Tencent is testing an AI assistant within its widely used WeChat messaging app in China, the company said. The feature, called Xiaowei, is currently in a restricted trial with a subset of users, according to Tencent.
During the trial phase, Xiaowei can accept both text and voice inputs. The assistant is able to assist users with common activities such as sending messages and placing calls. It is also designed to help navigate WeChat's extensive collection of mini-programs and services, which are embedded apps within the platform.
The deployment represents Tencent's latest effort to introduce AI-driven capabilities into WeChat, which serves roughly 1.4 billion users and functions as an all-in-one app for messaging, payments, shopping, transportation and other daily services. By integrating an assistant that can operate across WeChat's internal ecosystem, Tencent is positioning Xiaowei to support tasks inside the platform rather than only answering user queries.
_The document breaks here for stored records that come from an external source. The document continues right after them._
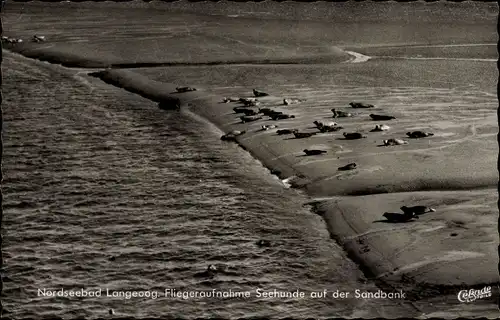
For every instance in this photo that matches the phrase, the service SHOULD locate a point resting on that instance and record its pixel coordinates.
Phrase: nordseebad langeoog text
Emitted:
(214, 293)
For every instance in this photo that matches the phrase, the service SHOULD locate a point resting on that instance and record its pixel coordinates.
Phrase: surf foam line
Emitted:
(357, 57)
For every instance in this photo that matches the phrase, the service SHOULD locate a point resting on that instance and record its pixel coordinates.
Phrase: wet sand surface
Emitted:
(452, 94)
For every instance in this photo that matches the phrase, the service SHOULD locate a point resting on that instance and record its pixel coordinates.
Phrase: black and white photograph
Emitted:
(259, 159)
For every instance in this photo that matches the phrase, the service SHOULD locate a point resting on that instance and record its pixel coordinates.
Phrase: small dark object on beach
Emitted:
(285, 131)
(394, 142)
(281, 116)
(263, 243)
(313, 152)
(419, 134)
(380, 127)
(340, 114)
(324, 129)
(185, 89)
(231, 136)
(418, 210)
(361, 105)
(242, 110)
(353, 136)
(350, 166)
(399, 217)
(259, 93)
(378, 117)
(170, 104)
(250, 118)
(301, 135)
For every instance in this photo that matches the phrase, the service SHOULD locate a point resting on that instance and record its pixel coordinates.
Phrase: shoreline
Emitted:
(208, 105)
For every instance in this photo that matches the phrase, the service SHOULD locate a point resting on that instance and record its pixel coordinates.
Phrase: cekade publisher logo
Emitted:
(472, 295)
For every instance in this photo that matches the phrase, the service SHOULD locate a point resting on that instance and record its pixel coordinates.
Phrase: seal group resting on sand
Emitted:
(185, 89)
(246, 111)
(259, 93)
(350, 166)
(380, 127)
(301, 135)
(227, 100)
(419, 134)
(399, 217)
(231, 136)
(285, 131)
(394, 142)
(353, 136)
(417, 210)
(250, 118)
(340, 114)
(289, 101)
(281, 116)
(313, 152)
(378, 117)
(269, 126)
(361, 105)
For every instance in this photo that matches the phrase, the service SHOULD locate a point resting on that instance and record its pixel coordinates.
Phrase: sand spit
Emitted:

This step follows reports earlier this month that Tencent had been developing an AI agent capable of interacting with the mini-program network and automating tasks for users. The current announcement confirms the company has moved to limited user testing of the feature it has dubbed Xiaowei.
The initiative places Tencent squarely within the competitive and fast-evolving AI agent market, where Chinese technology companies are racing to build software that completes tasks on behalf of users instead of providing only informational responses. Tencent's integration of Xiaowei into WeChat leverages the platform's broad reach and its aggregation of payments, commerce and services in a single environment.
For now, Xiaowei remains in a preliminary stage of rollout. Tencent's disclosure notes the trial is limited to selected users, and the company has not announced a wider release schedule or additional implementation details in this statement.
Contextual note: The information above is limited to what Tencent has stated about the Xiaowei trial and prior reports that the firm was developing an agent for mini-program interaction. No further timeline or product details were provided in the announcement.